Menurut dia, penting untuk memahami umur akumulator dalam konteks elemen penyimpan daya mobil listrik, baik jenis Battery Electric Vehicle (BEV) maupun hybrid. Umur sel merujuk pada seberapa lama akumulator dapat mempertahankan kapasitasnya untuk menyimpan kemudian juga melepaskan energi.

"Umur akumulator pasti menjadi pertimbangan pelanggan,” kata Anton saat ditemui pada Tokyo, Jepang, Selasa.

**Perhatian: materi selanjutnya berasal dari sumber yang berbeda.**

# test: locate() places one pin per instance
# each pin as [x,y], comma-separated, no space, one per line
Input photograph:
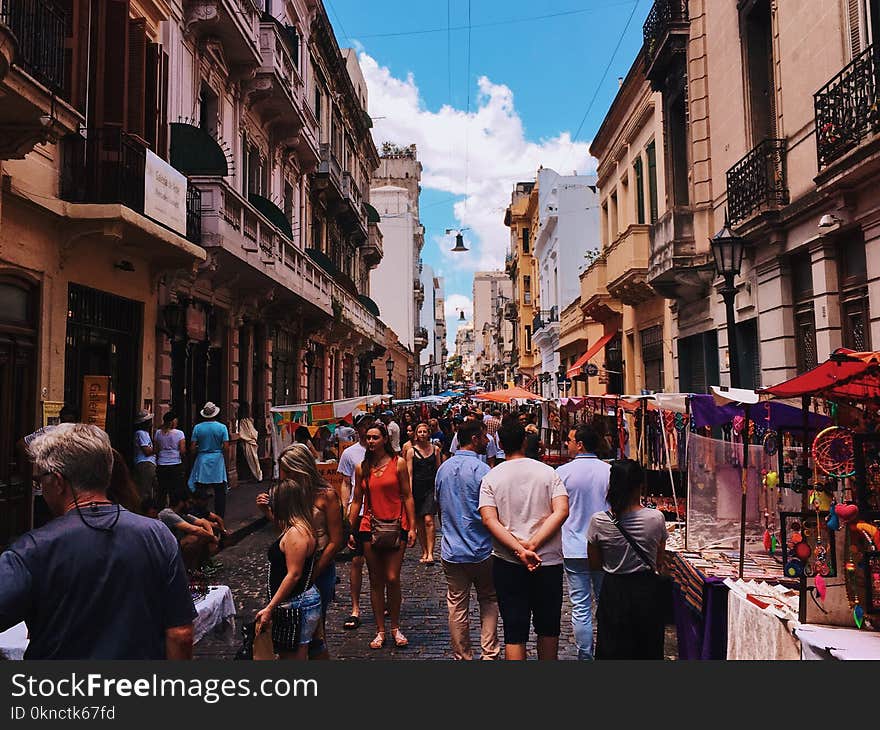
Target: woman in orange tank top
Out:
[383,480]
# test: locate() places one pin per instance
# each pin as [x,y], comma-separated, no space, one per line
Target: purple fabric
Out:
[702,635]
[705,412]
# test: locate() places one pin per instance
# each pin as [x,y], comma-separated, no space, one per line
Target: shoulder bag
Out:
[664,583]
[385,534]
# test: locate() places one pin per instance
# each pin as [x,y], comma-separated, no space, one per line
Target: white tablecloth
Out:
[213,610]
[834,642]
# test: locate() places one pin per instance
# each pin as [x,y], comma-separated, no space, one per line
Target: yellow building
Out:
[521,218]
[637,322]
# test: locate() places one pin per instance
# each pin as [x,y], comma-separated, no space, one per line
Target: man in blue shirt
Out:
[466,547]
[586,481]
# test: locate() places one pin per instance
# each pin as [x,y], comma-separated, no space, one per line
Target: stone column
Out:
[872,256]
[826,298]
[775,321]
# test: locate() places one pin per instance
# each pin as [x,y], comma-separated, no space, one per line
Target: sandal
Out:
[399,639]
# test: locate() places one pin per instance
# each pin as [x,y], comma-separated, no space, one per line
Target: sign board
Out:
[165,194]
[96,399]
[52,412]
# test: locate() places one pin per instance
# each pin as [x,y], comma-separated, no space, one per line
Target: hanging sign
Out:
[96,400]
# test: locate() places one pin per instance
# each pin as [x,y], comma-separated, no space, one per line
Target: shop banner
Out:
[96,399]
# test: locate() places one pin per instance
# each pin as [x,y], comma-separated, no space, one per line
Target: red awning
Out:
[846,375]
[508,394]
[591,352]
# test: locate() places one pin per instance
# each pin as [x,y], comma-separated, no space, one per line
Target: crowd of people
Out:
[512,527]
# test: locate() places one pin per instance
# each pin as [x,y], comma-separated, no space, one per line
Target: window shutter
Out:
[110,72]
[137,77]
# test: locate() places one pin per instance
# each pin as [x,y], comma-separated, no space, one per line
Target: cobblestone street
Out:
[423,613]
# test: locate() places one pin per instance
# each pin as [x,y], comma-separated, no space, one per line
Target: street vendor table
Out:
[215,609]
[700,597]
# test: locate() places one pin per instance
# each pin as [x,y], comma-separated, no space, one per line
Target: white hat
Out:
[210,410]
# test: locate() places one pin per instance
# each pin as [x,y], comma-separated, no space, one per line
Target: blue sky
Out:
[531,74]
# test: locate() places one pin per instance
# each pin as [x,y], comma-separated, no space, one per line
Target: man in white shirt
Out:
[393,430]
[586,481]
[523,504]
[348,462]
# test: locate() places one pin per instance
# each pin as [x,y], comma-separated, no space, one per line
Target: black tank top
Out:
[424,468]
[278,570]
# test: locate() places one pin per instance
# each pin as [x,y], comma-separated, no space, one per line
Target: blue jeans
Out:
[583,583]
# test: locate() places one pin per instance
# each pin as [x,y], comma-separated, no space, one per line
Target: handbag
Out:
[385,534]
[664,584]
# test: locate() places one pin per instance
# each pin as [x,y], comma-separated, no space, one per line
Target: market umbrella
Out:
[846,375]
[507,395]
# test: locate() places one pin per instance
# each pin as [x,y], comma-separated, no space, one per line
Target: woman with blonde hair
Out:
[294,608]
[296,462]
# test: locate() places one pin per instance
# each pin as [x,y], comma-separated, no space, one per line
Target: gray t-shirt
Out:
[171,520]
[647,527]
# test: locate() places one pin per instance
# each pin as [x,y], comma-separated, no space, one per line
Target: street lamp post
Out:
[727,248]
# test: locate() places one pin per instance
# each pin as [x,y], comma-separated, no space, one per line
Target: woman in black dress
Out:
[423,460]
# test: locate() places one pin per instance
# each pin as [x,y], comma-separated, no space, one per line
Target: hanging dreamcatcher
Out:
[833,452]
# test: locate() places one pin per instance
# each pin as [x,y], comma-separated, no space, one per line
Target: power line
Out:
[339,20]
[493,24]
[605,72]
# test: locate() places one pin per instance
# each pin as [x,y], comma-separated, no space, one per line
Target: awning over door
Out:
[591,352]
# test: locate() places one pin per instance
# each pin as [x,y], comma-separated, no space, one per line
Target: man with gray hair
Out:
[96,582]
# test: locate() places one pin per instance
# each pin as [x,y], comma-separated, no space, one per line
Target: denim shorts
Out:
[294,621]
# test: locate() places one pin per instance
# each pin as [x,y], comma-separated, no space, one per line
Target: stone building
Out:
[184,217]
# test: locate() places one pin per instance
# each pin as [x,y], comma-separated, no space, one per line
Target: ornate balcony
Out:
[757,183]
[665,35]
[596,302]
[676,270]
[328,176]
[627,266]
[847,109]
[32,77]
[235,23]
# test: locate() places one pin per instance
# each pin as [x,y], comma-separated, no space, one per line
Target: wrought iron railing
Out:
[103,165]
[758,181]
[544,317]
[194,214]
[847,107]
[663,14]
[38,26]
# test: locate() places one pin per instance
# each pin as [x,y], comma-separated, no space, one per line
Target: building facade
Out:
[186,218]
[520,267]
[395,191]
[568,227]
[636,321]
[785,146]
[492,290]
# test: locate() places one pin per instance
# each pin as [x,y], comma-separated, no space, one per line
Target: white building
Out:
[492,289]
[568,227]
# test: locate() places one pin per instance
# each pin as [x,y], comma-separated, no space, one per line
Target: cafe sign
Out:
[165,194]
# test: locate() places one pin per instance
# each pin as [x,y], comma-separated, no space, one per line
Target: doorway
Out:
[18,366]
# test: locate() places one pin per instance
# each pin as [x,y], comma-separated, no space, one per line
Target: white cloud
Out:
[479,155]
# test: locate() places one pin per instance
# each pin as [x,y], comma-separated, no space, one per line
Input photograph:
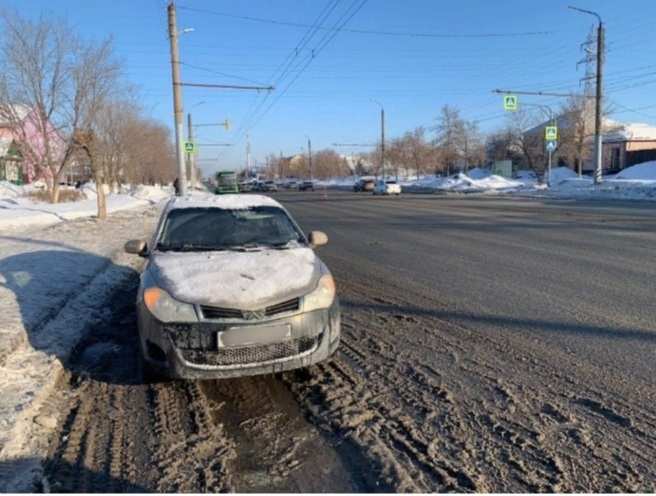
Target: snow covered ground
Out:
[54,284]
[637,182]
[18,211]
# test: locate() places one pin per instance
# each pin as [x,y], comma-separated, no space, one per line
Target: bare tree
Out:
[449,137]
[51,88]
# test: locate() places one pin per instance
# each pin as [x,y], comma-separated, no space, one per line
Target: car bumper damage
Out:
[237,348]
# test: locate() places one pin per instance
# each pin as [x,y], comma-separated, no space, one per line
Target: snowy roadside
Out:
[54,286]
[18,212]
[634,183]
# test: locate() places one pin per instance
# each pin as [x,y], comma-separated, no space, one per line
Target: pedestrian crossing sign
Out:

Ia mengatakan, pada umumnya umur sel pada mobil listrik dapat hanya bertahan paling cepat 10 tahun. Namun, umur sel tergantung pada pemakaian pengemudi, bila kendaraan digunakan juga dirawat dengan baik, umur sel dapat bertahan tambahan tinggi lama.

"Rata-rata umur akumulator 10 tahun, namun mampu lebih, tergantung pemakaian," jelas Anton.

Adapun tarif satu unit akumulator untuk kendaraan hybrid Toyota, Anton menyebut harganya berkisar antara Rp30 jt hingga Rp40 juta. Sementara untuk BEV, harganya bisa jadi jadi mencapai sepertiga atau setengah dari tarif mobil.

Menurut dia, biaya akumulator mobil listrik hingga pada masa sekarang masih sangat tinggi, yang digunakan disebabkan oleh beberapa faktor seperti biaya material baku yang mana dimaksud belum stabil juga memerlukan teknologi kompleks dengan biaya tinggi.

Selain itu, produksi sel mobil listrik hingga pada saat ini juga masih belum mencapai skala dunia usaha yang digunakan mana serupa dengan produksi akumulator mobil konvensional. Semakin banyak penyimpan daya yang dimaksud mana diproduksi, semakin rendah biayanya.

Namun, industri mobil listrik masih dalam tahap pertumbuhan, yang dimaksud digunakan berarti masih sangat memungkinkan untuk mencapai biaya keseluruhan yang dimaksud digunakan ideal pada kemudian hari.

Anton menjelaskan, dalam Jepang, dimana teknologi mobil listrik telah terjadi terjadi menjadi salah satu yang digunakan dimaksud terdepan dibandingkan dengan negara lainnya, sudah pernah dijalankan mampu menekan tarif baterai, komponen paling mahal dari mobil listrik.

"Di Jepang modelnya sudah banyak akumulator itu didaur ulang, jadi dari baterai-baterai rusak itu selnya diambil diolah dan juga juga dijual lagi menjadi sel refurbished, harganya dapat sangat lebih tinggi besar murah," ujar Anton.

Harga penyimpan daya refurbished itu, mampu tambahan terjangkau hingga 50 persen dari elemen penyimpan daya baru, dengan kapasitas penyimpan daya maksimum yang hal itu masih sangat layak pakai, yakni sekitar 75 persen atau lebih.

Anton pun optimistis, dalam jangka waktu sekitar lima tahun ke depan, Indonesia akan mampu mengikuti Jepang dalam langkah pengelolaan sel tersebut, sehingga pengaplikasian mobil listrik akan semakin tinggi.

"Di Indonesia belum ada akibat belum banyak baterainya, tapi kalau (penggunaan) elemen penyimpan daya sudah banyak, bisnis itu sanggup berkembang, di area area Indonesia menunggu populasi saja, lima tahun lagi bisa, kalau melihat perkembangan saat ini," Anton menambahkan.